Does somebody know how to solve this problem?

Upvotes: 1

Views: 208

Answers (2)

Dave Welden
Dave Welden

Reputation: 1918

As @ravenspoint noted, this is more of a graph problem than a SQL problem. My recommendation would be to build a Snowpark for Python stored procedure using a graph library. Two such libraries present in the Snowpark repo are python-igraph and NetworkX. Here is a start on determining cliques with igraph. NetworkX also has you covered on cliques

While you could build a SQL procedure following the above recipe, those loop constructs are going to have horrible performance, particularly with the volume of data you are working with.

Upvotes: 1

ravenspoint
ravenspoint

Reputation: 20462

In graph theory, what you call a 'cluster' is usually termed a component or a clique.

In any case, a subset of vertices that are all reachable from each other and from which vertices outside the clique are unreachable.

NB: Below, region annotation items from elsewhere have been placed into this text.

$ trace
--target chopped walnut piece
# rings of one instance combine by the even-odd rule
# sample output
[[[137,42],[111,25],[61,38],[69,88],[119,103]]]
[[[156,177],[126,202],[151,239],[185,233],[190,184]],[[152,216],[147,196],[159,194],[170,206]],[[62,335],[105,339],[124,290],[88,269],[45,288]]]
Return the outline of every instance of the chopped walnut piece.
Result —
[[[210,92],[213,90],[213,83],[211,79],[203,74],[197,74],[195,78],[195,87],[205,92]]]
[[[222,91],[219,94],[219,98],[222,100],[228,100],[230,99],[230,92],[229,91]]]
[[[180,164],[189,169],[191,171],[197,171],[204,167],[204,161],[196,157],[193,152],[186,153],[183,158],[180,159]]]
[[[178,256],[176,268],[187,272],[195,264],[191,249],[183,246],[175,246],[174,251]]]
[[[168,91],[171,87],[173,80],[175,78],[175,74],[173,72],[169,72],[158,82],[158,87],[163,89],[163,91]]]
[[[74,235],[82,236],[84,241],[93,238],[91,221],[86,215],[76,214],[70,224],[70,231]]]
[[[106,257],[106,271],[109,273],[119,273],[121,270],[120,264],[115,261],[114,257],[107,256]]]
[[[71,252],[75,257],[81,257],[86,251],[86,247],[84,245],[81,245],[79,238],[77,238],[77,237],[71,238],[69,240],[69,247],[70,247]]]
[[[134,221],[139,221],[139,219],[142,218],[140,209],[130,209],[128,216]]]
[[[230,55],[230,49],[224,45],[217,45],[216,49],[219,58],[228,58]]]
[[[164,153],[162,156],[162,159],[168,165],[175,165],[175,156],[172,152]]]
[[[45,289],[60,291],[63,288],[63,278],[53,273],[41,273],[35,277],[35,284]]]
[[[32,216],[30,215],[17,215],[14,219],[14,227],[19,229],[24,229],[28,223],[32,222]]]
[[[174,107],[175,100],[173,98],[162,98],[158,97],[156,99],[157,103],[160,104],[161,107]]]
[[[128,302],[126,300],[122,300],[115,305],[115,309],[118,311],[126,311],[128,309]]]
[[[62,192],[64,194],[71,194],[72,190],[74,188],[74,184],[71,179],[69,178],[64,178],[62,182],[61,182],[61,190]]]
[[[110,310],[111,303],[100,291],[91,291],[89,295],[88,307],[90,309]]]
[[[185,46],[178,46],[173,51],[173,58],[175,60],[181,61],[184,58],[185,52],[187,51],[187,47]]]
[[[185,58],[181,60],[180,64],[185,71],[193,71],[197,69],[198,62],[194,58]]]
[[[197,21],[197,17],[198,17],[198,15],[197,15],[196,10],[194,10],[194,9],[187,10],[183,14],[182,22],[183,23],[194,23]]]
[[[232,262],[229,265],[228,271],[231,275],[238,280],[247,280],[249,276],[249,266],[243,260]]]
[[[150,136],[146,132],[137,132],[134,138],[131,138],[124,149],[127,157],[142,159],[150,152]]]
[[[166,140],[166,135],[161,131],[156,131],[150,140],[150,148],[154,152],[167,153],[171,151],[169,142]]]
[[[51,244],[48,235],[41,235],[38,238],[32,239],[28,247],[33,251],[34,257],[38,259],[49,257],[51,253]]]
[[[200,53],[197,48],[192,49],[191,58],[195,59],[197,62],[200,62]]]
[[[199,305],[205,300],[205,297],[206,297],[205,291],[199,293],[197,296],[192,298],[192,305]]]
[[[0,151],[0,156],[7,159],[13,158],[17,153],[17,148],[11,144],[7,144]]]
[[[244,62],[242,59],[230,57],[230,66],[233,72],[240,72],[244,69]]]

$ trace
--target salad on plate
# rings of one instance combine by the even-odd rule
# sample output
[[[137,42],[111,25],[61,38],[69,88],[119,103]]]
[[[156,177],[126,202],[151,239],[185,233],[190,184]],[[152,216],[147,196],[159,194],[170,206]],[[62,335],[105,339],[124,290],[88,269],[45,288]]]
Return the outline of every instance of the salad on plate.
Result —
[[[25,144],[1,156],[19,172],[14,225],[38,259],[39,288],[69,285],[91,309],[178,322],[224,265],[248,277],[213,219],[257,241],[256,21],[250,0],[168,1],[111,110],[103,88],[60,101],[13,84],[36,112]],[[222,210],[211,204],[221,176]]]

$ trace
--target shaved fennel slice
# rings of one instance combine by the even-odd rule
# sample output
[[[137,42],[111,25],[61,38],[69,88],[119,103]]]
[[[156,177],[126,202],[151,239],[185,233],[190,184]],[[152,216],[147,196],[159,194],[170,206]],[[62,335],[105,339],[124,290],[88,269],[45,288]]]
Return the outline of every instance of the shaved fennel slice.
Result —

The algorithm for finding these is straightforward.

  • Create empty list of cliques
  • LOOP A
    • Create empty clique
    • SELECT arbitrary unmarked vertex in graph
    • COPY selected vertex into clique
    • MARK selected vertex
    • LOOP B over unmarked vertices in graph
      • SET found FALSE
      • LOOP C over vertices in clique
        • IF B connected to C
          • COPY selected vertex into clique
          • MARK selected vertex
          • SET found TRUE
          • BREAK out of LOOP B
        • IF found == FALSE
          • BREAK out of LOOP C
      • IF found == FALSE
        • ADD clique to list of cliques
      • IF all vertices marked
        • OUTPUT list of cliques
        • STOP
  • ENDLOOP A

I have no idea how you would implement that in pure SQL. I recommend loading the adjacency lists from your database into your favorite graph theory library and either using a library method to find components, if available, or coding the algorithm using library methods. This will be a lot easier and faster!